Your country needs you!

Post 9

Teasswill

I can't imagine any advert that would induce me to join up. I'm too old now, anyway.

The general attitude has changed so much. There isn't the WWII spirit of patriotism to lure youngsters into the forces, nor the idea of getting good training. Teenagers are encouraged to aim for university & city salaries instead.
We've even veered away from man as the tough action man who gets his hands dirty with mechanics towards the IT deskbound family man who gets his hands dirty changing nappies.

Having said that, I think there's still an ethos in private schools where they have cadets as an extra curricular activity (mandatory for some) for school leavers to consider officerhood.


Your country needs you!

Post 10

IctoanAWEWawi

and state schools. My old school, a boys grammar school, had Army and RAF cadet forces. I, needless to say, joined amnesty international instead since marching up and down the quad for 2 hrs on thursday didn't seem like fun to me. Plus all the sporty types and bullies joined and got promoted asap so not really my sort of environment.

Nothing on earth would convince me to join up and I think, at 34, they wouldn't have me anyway now. If forced I'd probably go in as an MO. Actually, not joining up at all is probably not true. If a hostile force invaded then I probably would. But not as a grunt.

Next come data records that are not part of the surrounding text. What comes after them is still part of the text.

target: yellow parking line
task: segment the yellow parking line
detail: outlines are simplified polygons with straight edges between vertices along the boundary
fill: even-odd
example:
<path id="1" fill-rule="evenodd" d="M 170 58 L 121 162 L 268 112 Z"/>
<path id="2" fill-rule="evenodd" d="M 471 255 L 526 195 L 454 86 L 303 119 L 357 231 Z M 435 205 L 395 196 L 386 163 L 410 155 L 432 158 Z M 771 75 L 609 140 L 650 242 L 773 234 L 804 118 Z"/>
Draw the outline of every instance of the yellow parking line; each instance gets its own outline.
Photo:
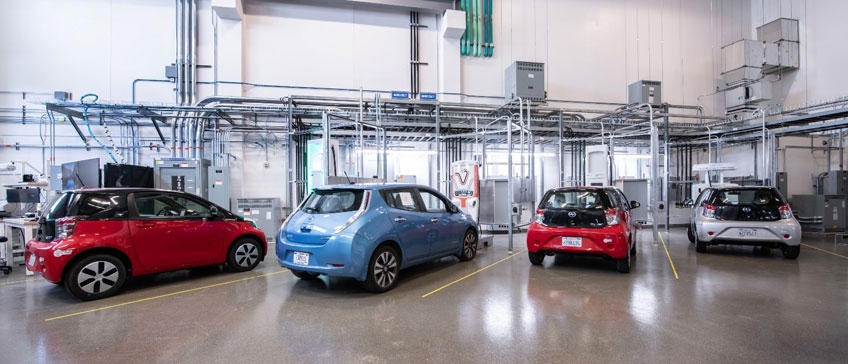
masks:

But my main objection is basically handing the rights to my life over to someone else. I decide when it is worth me laying down my life or putting it in peril, no one else.


Your country needs you!

Post 11

Blues Shark - For people who like this sort of thing, then this is just the sort of thing they'll like


I can't imagine *any* adfvert that would make me join up (as if the Armed Forces needed overweight 40+ year olds anyway smiley - rofl), but I can imagine *causes* for which I might be prepared to take the Queen's shilling.

I'm always cautious of the impulse decision, though. My grandad lost his temper with his employer and stormed out into the street at the age of 15 only to sign up out of petulance (he lied about his age) and found himself on the Somme a couple of years later. I'm sure there's a moral there somewhere...

smiley - shark


Your country needs you!

Post 12

Whisky

"But my main objection is basically handing the rights to my life over to someone else."

Actually, this is one area where I have a great deal of difficulty understanding all these 'bullying' scandals the Army keeps suffering.

Ok, maybe the Navy work things differently, but, far from handing your rights over to someone without recourse, the way the Navy works it is "Ok, you've joined up - these are your rights, this is what we can do, this is what _you_ can do - and if anyone goes outside these bounds, this is the process to follow"

You know _exactly_ where you stand, you know _exactly_ how to complain about someone and you can _never_ be stopped from taking a complaint to a higher authority.

In a way, you have more rights than a civilian employee - and they're all laid out in stone!


Your country needs you!

Post 13

IctoanAWEWawi

What I mean is the war situation you get where some bod in charge decides that doing X is a good idea even though it is basically suicidal. And you as a subortdinate have to do it. Disobeying orders being a pretty heinous crime as far as I understand. Is it acceptable to disobey suicidal orders?


Your country needs you!

Post 14

Ferrettbadger. The Renegade Master

**Outrageous drift alert**

This thread reminds me of one of my fave bits from "Futurama"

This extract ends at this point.